Should infidels send their children to Sunday school?


Many times, it has been suggested to me that I should let my children go to church and learn about god. They add they will have a choice to believe or quit as I did. My corollary has been why not let them grow without superstition and if they should become religious as adults, it’s because they were not as intelligent as their parents? Whoever goes looking for a toothache just so they can in future say it is not a good thing to have?

The great agnostic, Robert Ingersoll, said this on the subject

My advice to all Agnostics is to keep their children from the orthodox Sunday schools, from the orthodox churches, from the poison of the pulpits.

Teach your children the facts you know. If you do not know, say so. Be as honest as you are ignorant. Do all you can to develop their minds, to the end that they may live useful and happy lives.

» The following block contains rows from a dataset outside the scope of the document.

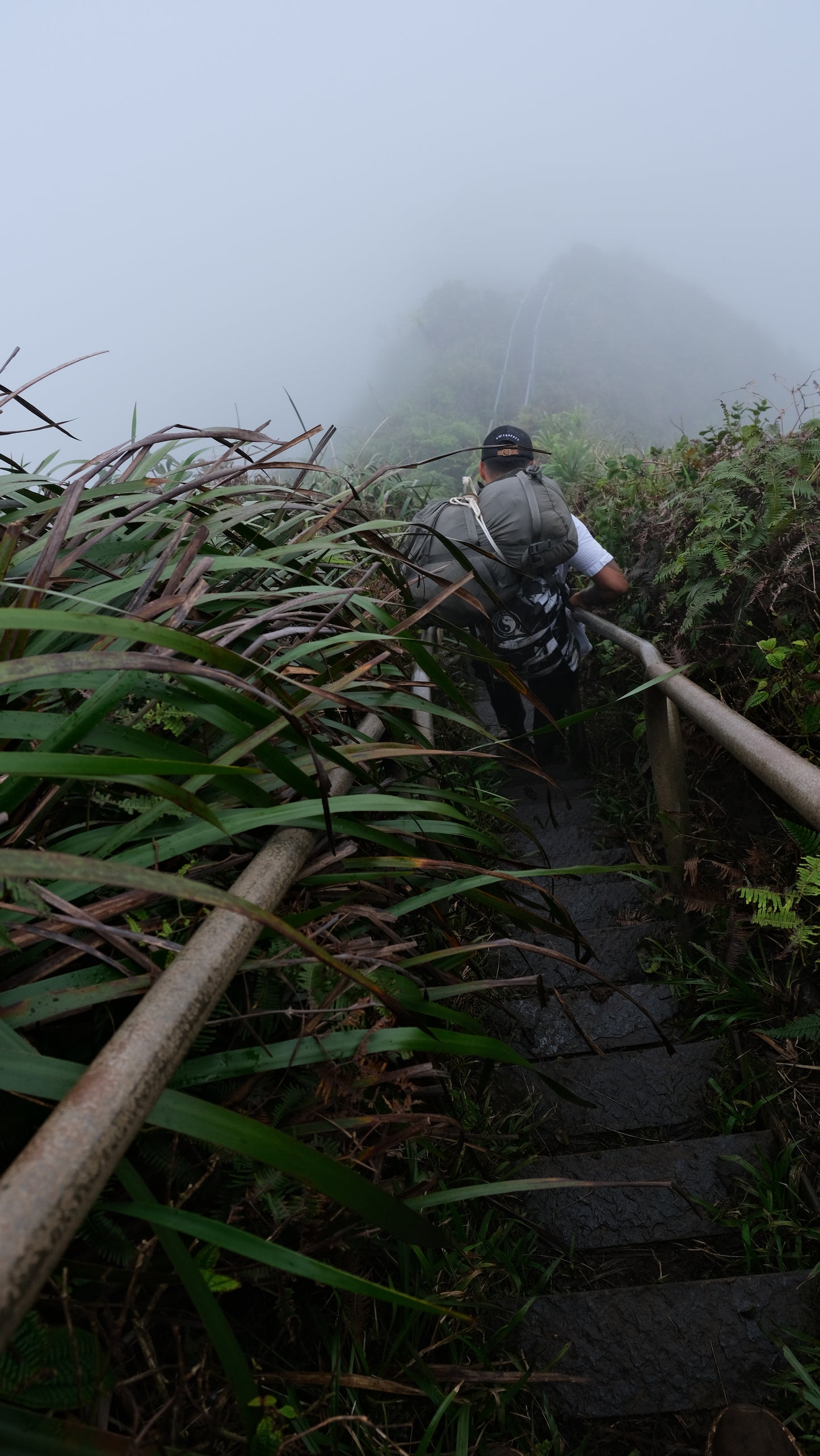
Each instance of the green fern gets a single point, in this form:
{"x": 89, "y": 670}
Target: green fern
{"x": 107, "y": 1238}
{"x": 806, "y": 1028}
{"x": 778, "y": 912}
{"x": 47, "y": 1369}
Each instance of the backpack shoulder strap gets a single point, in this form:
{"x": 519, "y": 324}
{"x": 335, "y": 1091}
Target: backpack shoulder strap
{"x": 475, "y": 510}
{"x": 535, "y": 514}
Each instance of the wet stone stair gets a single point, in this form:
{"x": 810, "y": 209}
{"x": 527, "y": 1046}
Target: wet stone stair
{"x": 650, "y": 1319}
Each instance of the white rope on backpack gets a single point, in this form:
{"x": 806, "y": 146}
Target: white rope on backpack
{"x": 471, "y": 503}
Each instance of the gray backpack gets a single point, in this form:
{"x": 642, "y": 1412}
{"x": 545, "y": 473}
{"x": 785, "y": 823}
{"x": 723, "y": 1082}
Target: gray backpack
{"x": 522, "y": 523}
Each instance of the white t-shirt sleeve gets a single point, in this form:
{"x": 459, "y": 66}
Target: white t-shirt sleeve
{"x": 592, "y": 556}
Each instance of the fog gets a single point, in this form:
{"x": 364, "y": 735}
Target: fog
{"x": 238, "y": 199}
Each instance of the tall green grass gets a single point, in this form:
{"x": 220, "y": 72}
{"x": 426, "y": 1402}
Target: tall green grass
{"x": 190, "y": 637}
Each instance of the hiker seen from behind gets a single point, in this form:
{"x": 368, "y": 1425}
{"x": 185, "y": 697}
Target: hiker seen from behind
{"x": 522, "y": 541}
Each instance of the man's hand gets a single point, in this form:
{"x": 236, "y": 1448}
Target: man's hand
{"x": 606, "y": 587}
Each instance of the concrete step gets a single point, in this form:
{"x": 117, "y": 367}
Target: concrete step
{"x": 616, "y": 954}
{"x": 667, "y": 1347}
{"x": 618, "y": 1218}
{"x": 630, "y": 1090}
{"x": 608, "y": 1018}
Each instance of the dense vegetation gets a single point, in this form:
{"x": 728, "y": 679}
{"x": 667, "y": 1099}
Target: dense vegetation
{"x": 318, "y": 1238}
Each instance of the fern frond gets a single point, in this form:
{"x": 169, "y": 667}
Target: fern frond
{"x": 806, "y": 1028}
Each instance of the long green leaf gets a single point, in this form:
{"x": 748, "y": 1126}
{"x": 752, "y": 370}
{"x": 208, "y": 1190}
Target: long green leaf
{"x": 175, "y": 1111}
{"x": 344, "y": 1044}
{"x": 210, "y": 1312}
{"x": 251, "y": 1247}
{"x": 436, "y": 1200}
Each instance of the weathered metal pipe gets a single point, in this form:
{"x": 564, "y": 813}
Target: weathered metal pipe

Strangle the serpent of superstition that crawls and hisses about the cradle. Keep your children from the augurs, the soothsayers, the medicine-men, the priests of the supernatural. Tell them that all religions have been made by folks and that all the “sacred books” were written by ignorant men.

Teach them that the world is natural. Teach them to be absolutely honest. Do not send them where they will contract diseases of the mind — the leprosy of the soul. Let us do all we can to make them intelligent.

and I agree with him.

About makagutu

As Onyango Makagutu I am Kenyan, as far as I am a man, I am a citizen of the world

125 thoughts on “Should infidels send their children to Sunday school?

  1. Do you think that it may be worth it for the community – perhaps with a slight suspension of disbelief?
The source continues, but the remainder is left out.